HOW TO HELP A GRIEVING FRIEND OR RELATIVE

(Rivendell Resources) Obviously you can get much information by directly going to the sites on death and grieving, but I put this here since it I believe it is an area you should be aware of before any dies. It certainly would have been beneficial to me when I was helping clients after the death of a loved one.

Don't worry what to say. Just being there shows you care. Don't feel that you have to have the answers. Just be a good listener.

Talk about the deceased- anything you know about them, such as what they said or did. It helps the the grieving persons to keep them closer

Call often, especially after the first couple months. Their energy level may be too low for them to make the effort even though they may need to talk.

Send cards even weeks after the funeral. They are always helpful and there is a disappointment when they finally stop coming.

Do visit in the home after the funeral service is over, but stay just a short while. Grievers need some privacy

If you want to do something with or for the bereaved, give him or her an option. Some days they just can't cope with "something to do".

Don't avoid the person when you see them the first time after the funeral. Go up to them first.

Try not to look startled when the bereaved mentions the deceased. Let them talk about the deceased as much as they would like to.

Don't try to get the mind of the griever off of the loved one. That is impossible for a long time if the relationship was close. Remember, the hardest thing for the bereaved is to see life going on.

Don't make small talk. Talk about what is most important in the griever's mind.

Don't be uneasy if you cry and the bereaved does not. A person can only cry so much. The hurt is still there.

Don't talk about what the deceased might have been spared by death. Those thoughts bring no comfort.

Don't remind the person of what they have left, such as the children. At the time, all the bereaved can think of is what they have lost and the feeling that there is no future. The deeply grieved does not want to think about tomorrow.

Things you could do to be helpful. Grocery shop, 2. Go to the library, 3. Harvest garden, 4. Mow lawn, 5. Prepare hot meal, 6. Babysit, 7. Clean house.

If they have children, invite them to spend time with your children.

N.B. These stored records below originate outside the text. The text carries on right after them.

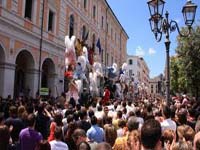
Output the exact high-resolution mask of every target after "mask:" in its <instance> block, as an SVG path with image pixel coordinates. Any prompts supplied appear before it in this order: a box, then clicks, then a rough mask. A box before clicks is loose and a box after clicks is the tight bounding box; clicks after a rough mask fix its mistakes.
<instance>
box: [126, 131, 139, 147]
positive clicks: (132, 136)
mask: <svg viewBox="0 0 200 150" xmlns="http://www.w3.org/2000/svg"><path fill="white" fill-rule="evenodd" d="M140 149H141V141H140V133H139V131H138V130H133V131H131V132H130V133H129V134H128V139H127V150H140Z"/></svg>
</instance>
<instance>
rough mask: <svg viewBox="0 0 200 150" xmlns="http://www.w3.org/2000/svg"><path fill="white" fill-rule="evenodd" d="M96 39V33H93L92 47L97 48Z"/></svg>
mask: <svg viewBox="0 0 200 150" xmlns="http://www.w3.org/2000/svg"><path fill="white" fill-rule="evenodd" d="M95 41H96V37H95V34H93V35H92V49H93V50H95Z"/></svg>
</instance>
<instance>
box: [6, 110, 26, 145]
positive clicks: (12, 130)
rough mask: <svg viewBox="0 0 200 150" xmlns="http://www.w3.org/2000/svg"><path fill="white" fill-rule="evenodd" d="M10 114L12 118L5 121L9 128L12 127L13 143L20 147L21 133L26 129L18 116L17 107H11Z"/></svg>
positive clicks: (7, 125) (11, 133)
mask: <svg viewBox="0 0 200 150" xmlns="http://www.w3.org/2000/svg"><path fill="white" fill-rule="evenodd" d="M9 114H10V117H9V118H8V119H6V120H5V125H7V126H8V128H10V127H12V131H11V138H12V142H13V144H15V145H18V140H19V133H20V131H21V130H22V129H23V128H24V123H23V122H22V120H21V119H20V118H18V116H17V107H16V106H11V107H10V108H9Z"/></svg>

If the children have lost their father, it would be wonderful if another man would spend some time with them also. He could include them occasionally when he does something with his own kids.

Don't assume that the deeply bereaved is "over it" in just a few weeks or even months because they are getting on with their routine. Grief takes much longer than expected- particularly for women- and people can pretend to be doing much better than they really are doing. Share you love, your time and most importantly, your prayers.